A couple of years ago, the extremely leading composer Michael Finnissy moved here from Sussex (though he continues to teach his students at Southampton University). He has not been slow to make valuable musical connections within this fairly far-flung region, and I was honoured by his invitation to talk to the Norfolk Composers’ Group, around ten strong on this occasion, who met at the home of Tim Ambler. The Norfolk composers come from all sorts of musical backgrounds, and won’t mind me saying that they are not your usual ‘composer collective’. Pat Hanchet, a COMA stalwart, set the scene by remarking that she had taken up composing when schoolteaching, because she couldn’t find the music she needed and so decided to write some. We heard and saw much accomplished music by people who had been determined to fit the demanding activity of composing into their lives, whatever else was happening in it. They have been active in producing local concerts, and issuing the CDs of these. It’s been a long time since I took part in such an egalitarian but thorough discussion about composing music, which could have lasted even longer than the three hours we’d allotted.
The following evening I again had the pleasure of talking to Michael Finnissy, this time in St Peter’s Church Sheringham. We had diffidently approached the idea of simply inviting the public to hear two complicated composers chewing the fat, and were pleasantly surprised when an intent audience of 70 or 80 people turned up and stayed the full two hours (as at the Composers’ Group, with brilliant half-time refreshments to keep us going). Intelligent questions from the audience, as so often, centred on thoughts about the place of music in British society, and particularly about the perceived neglect of instrumental teaching in schools.
This was the weekend that news appeared in the media of the gleaming new concert hall at the Museum of London site projected for the LSO/Simon Rattle.

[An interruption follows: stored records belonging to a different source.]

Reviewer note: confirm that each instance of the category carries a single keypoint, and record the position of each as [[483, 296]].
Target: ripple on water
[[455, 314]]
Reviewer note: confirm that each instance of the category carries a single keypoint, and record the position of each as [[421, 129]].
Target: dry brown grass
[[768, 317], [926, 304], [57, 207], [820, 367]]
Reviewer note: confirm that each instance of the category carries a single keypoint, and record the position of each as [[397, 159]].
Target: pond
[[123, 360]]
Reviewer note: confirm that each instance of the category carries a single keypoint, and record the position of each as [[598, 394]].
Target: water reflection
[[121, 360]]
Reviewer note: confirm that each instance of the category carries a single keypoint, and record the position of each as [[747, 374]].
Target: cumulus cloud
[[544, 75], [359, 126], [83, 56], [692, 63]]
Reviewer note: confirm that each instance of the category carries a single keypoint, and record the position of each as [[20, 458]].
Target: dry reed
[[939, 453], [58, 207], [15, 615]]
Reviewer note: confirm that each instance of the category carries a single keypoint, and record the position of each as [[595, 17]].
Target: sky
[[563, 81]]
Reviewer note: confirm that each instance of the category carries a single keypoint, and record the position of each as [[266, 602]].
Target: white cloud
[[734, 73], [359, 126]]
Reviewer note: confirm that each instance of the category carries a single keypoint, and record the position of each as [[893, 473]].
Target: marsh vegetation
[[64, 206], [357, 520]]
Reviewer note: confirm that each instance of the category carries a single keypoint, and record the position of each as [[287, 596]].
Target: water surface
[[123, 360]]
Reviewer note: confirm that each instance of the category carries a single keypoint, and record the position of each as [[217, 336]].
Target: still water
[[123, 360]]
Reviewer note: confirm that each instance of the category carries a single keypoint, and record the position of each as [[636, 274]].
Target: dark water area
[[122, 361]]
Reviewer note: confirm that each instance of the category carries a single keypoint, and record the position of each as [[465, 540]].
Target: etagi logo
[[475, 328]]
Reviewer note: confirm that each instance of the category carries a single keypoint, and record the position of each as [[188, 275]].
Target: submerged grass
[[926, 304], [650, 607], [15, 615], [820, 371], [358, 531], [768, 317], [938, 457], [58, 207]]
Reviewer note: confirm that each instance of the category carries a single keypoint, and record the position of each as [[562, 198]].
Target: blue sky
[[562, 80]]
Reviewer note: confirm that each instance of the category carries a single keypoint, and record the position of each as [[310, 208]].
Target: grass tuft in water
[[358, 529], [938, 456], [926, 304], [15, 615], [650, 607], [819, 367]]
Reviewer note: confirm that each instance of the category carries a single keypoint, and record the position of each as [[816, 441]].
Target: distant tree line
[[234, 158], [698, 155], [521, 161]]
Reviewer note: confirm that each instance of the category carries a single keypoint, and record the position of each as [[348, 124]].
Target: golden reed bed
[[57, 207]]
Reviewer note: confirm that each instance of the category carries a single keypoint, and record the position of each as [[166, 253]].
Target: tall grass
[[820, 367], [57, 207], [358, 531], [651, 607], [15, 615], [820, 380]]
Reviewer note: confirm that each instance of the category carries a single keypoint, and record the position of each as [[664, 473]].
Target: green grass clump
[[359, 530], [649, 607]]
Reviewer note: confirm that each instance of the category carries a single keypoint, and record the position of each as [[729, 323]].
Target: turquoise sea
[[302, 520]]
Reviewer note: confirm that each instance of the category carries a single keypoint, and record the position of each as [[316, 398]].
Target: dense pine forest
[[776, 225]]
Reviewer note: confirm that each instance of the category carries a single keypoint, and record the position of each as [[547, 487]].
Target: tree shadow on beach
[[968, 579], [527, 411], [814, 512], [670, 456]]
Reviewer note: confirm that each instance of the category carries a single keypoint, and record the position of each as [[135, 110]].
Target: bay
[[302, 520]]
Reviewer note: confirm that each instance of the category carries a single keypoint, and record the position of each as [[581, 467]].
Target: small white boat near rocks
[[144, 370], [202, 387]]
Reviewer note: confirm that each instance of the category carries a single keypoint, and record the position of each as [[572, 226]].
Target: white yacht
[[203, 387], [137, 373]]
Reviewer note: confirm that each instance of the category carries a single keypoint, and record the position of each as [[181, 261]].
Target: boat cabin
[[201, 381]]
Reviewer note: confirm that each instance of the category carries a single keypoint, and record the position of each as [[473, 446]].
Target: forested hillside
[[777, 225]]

As a Londoner I would not say no to a better concert hall, although my first reaction was actually a cyclist’s – ‘Good, now they really will have to get rid of the disgusting Aldersgate Roundabout !’ But being in Sheringham, my next thought was ‘Wouldn’t it be great to have a new music room, hut or anything else in Sheringham ? – it would get used a lot’. Is it so impossible to smooth out these national inequities, even just a bit?